To convert the newly produced naïve cells, beads are required, but those same beads cause the activated cells to get exhausted. To navigate this system the agent alternately adds and removes beads, and the overall end score is lower than the other cell types.
To test the effect of an agent that has more control over the environment, we repeat the training process with 50 control steps (interacting with the growth vessel every 3.2 hr instead of 8 hr – see justification in Supplement 8) for six cell types (Table 1). The base case behaved the same way, with more dosing of beads in the beginning and reduced in the end (Figure 5). But as it has more frequent control points, the agent skips adding beads at the onset to account for small natural exhaustion, continuously adding beads for second to fifth step, then performed the add-remove-skip step depending on simulated status, with diminishing number of beads in subsequent steps.

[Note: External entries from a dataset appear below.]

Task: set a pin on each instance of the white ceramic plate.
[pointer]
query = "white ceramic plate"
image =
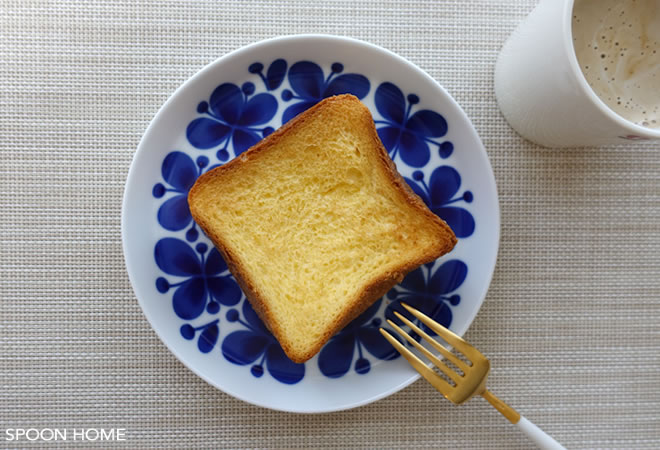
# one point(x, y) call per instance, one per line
point(182, 284)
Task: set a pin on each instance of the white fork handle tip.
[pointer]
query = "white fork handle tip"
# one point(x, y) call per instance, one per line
point(538, 436)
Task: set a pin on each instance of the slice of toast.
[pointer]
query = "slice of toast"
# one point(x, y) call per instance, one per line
point(316, 224)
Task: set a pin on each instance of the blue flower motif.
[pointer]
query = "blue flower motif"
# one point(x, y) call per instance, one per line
point(179, 172)
point(429, 292)
point(406, 134)
point(231, 115)
point(207, 282)
point(257, 346)
point(437, 194)
point(310, 86)
point(207, 338)
point(337, 355)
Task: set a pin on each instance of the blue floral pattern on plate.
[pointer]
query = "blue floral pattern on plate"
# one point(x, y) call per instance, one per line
point(194, 277)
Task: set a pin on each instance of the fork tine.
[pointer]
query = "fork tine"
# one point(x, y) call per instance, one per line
point(433, 378)
point(435, 344)
point(434, 359)
point(452, 339)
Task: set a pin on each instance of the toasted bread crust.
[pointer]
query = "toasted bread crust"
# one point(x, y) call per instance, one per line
point(371, 292)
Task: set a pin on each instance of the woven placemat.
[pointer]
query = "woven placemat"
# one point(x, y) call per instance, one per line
point(571, 322)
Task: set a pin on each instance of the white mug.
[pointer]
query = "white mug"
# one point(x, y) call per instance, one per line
point(543, 93)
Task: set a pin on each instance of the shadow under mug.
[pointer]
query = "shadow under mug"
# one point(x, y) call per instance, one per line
point(543, 93)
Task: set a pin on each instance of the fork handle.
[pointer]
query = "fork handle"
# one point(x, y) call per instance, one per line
point(538, 436)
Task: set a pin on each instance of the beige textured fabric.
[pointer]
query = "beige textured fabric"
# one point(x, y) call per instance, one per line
point(571, 322)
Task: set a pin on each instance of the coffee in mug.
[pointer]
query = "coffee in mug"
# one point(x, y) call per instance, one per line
point(617, 44)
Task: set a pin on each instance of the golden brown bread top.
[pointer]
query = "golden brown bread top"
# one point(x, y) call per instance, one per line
point(316, 224)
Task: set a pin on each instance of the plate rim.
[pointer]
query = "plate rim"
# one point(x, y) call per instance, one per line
point(213, 65)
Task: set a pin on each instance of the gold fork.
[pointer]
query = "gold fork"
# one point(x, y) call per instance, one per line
point(465, 385)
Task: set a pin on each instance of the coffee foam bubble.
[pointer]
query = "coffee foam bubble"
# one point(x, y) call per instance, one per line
point(617, 44)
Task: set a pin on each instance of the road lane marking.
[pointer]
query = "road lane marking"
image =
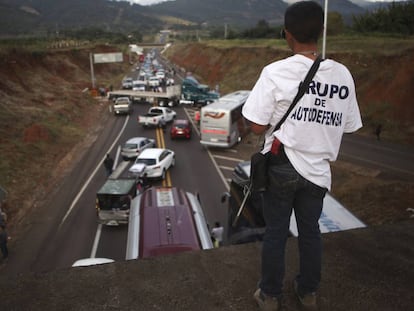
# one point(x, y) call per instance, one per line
point(96, 241)
point(99, 166)
point(392, 168)
point(228, 158)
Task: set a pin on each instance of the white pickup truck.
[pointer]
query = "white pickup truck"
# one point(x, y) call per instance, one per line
point(155, 115)
point(122, 105)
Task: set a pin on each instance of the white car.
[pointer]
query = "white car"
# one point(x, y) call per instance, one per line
point(157, 161)
point(134, 146)
point(160, 74)
point(153, 81)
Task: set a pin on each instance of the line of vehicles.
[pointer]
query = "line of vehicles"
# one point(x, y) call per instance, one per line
point(163, 220)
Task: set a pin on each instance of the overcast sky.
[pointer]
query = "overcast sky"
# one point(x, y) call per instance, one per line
point(149, 2)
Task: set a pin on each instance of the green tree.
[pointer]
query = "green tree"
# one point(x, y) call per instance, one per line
point(335, 24)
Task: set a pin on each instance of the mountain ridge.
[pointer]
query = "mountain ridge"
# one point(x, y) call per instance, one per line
point(29, 17)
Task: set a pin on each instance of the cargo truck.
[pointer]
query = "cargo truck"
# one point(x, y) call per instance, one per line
point(196, 94)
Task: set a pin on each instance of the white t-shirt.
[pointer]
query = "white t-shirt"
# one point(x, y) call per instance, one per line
point(313, 131)
point(217, 233)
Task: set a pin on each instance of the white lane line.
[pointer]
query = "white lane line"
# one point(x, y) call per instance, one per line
point(96, 241)
point(228, 158)
point(392, 168)
point(85, 185)
point(227, 168)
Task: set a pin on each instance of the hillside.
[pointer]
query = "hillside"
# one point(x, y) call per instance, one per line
point(45, 115)
point(48, 17)
point(47, 118)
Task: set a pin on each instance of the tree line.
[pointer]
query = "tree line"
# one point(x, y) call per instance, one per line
point(396, 18)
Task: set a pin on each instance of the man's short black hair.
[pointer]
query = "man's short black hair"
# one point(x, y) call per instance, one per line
point(304, 20)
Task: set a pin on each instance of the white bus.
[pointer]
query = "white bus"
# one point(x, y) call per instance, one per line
point(166, 220)
point(222, 123)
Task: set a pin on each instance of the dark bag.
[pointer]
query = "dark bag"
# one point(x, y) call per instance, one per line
point(258, 171)
point(259, 162)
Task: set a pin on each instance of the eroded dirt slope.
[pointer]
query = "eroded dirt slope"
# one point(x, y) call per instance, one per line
point(45, 114)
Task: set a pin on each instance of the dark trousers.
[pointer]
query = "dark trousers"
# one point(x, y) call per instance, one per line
point(289, 191)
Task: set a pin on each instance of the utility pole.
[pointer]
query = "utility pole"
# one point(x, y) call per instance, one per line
point(92, 72)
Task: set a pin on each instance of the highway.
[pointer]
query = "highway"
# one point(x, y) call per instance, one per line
point(64, 227)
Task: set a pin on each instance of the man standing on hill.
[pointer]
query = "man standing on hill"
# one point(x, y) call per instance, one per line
point(299, 152)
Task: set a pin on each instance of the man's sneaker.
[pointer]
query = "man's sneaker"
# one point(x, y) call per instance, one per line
point(306, 300)
point(267, 303)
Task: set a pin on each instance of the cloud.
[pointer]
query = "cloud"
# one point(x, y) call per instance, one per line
point(144, 2)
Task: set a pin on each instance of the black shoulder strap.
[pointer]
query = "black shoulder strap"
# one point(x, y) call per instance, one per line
point(302, 89)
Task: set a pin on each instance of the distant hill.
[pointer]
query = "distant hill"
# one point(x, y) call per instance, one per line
point(48, 16)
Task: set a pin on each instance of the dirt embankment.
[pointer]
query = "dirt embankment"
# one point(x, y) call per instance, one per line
point(45, 115)
point(46, 110)
point(385, 95)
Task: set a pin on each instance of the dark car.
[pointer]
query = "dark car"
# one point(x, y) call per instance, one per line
point(181, 128)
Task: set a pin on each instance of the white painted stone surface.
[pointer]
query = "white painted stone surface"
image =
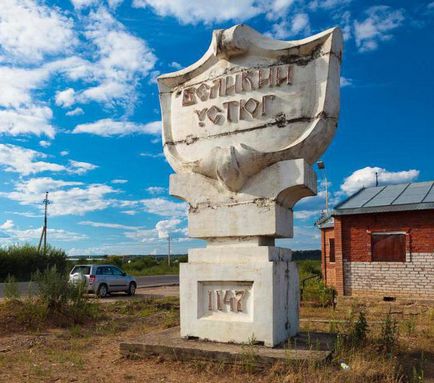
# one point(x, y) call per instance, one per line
point(250, 102)
point(242, 128)
point(268, 307)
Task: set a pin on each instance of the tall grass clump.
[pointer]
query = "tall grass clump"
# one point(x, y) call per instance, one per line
point(389, 334)
point(11, 290)
point(21, 261)
point(65, 302)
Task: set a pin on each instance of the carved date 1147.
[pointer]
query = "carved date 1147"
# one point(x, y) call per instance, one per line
point(225, 300)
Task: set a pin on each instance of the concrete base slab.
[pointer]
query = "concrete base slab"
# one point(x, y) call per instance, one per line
point(313, 347)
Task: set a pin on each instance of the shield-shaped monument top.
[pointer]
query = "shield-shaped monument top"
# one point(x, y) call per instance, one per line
point(250, 102)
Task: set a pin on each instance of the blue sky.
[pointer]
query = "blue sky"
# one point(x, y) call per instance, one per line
point(80, 117)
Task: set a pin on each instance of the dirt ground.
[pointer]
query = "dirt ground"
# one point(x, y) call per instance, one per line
point(90, 353)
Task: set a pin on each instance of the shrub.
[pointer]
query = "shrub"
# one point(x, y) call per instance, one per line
point(359, 331)
point(317, 292)
point(65, 302)
point(11, 288)
point(21, 261)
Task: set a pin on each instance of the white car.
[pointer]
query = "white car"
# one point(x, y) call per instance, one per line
point(103, 279)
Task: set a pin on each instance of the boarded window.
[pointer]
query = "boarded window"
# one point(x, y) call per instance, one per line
point(331, 249)
point(388, 247)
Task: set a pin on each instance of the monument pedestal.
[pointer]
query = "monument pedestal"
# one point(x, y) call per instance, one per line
point(241, 288)
point(239, 294)
point(242, 128)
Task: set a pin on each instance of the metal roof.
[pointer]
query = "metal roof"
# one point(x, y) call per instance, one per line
point(381, 199)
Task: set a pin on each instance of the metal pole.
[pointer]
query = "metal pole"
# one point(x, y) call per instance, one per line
point(45, 223)
point(327, 192)
point(168, 248)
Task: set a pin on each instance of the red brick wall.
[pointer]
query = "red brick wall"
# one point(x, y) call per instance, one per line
point(352, 235)
point(357, 229)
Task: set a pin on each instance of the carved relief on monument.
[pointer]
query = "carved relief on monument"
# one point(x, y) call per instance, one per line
point(230, 299)
point(250, 102)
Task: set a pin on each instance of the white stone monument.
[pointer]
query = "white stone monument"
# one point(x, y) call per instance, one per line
point(242, 128)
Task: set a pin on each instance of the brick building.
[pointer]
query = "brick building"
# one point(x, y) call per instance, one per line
point(380, 242)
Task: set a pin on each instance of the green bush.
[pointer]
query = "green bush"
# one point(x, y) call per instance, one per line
point(21, 261)
point(11, 288)
point(359, 331)
point(317, 292)
point(66, 303)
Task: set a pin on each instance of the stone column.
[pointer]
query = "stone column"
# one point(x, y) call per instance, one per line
point(242, 128)
point(241, 286)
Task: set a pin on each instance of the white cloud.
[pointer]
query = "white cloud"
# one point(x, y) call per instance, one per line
point(45, 144)
point(29, 30)
point(65, 98)
point(155, 190)
point(121, 59)
point(345, 81)
point(129, 212)
point(108, 225)
point(34, 120)
point(158, 206)
point(108, 127)
point(53, 234)
point(164, 207)
point(67, 197)
point(151, 155)
point(78, 167)
point(7, 225)
point(75, 112)
point(366, 177)
point(17, 235)
point(166, 227)
point(79, 4)
point(285, 28)
point(175, 65)
point(25, 161)
point(306, 214)
point(300, 23)
point(194, 11)
point(378, 26)
point(84, 3)
point(327, 4)
point(18, 83)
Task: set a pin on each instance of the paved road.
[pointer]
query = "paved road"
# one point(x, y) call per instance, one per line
point(146, 281)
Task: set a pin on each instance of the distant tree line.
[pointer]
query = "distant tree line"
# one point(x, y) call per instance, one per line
point(303, 255)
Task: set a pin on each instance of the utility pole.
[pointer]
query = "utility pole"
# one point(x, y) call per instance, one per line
point(44, 229)
point(321, 166)
point(168, 249)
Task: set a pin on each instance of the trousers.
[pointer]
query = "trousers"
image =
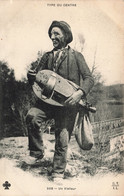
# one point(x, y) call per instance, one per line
point(64, 121)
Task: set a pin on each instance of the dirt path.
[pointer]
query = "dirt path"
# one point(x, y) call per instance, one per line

For cell type 2, it adds beads for more steps at the outset (Figure 5) than before (Figure 4b) and Cell types 3 and 4 differ as well. Cell 5 is simulated with only regeneration increased from the base case and the agent removes beads in the second half to let the activated cells grow without getting exhausted. However, when the natural exhaustion is increased in cell type 3, the agent falls into a dilemma: if it adds bead at the beginning, the converted cells will be exhausted in the next steps, if it adds bead at the end, it cannot take advantage of the higher regeneration rate. Balancing these constraints, the agent adds beads in the first two steps and then removes them in the third and skips the next 10 steps. It then adds or removes bead depending upon the present situation. However, this is less favorable than other cell types and ends with a lower number of potent cells in the end. Finally, for cell type 6 we increased the rate of natural exhaustion and added asymmetric regeneration. In this case the agent alternately adds and removes beads for first third of the control steps, and then ramps number of beads with variability based on current cell count ; again, the expected outcome (average reward) for this unfortunate cell type is dependent on chance and lower than others.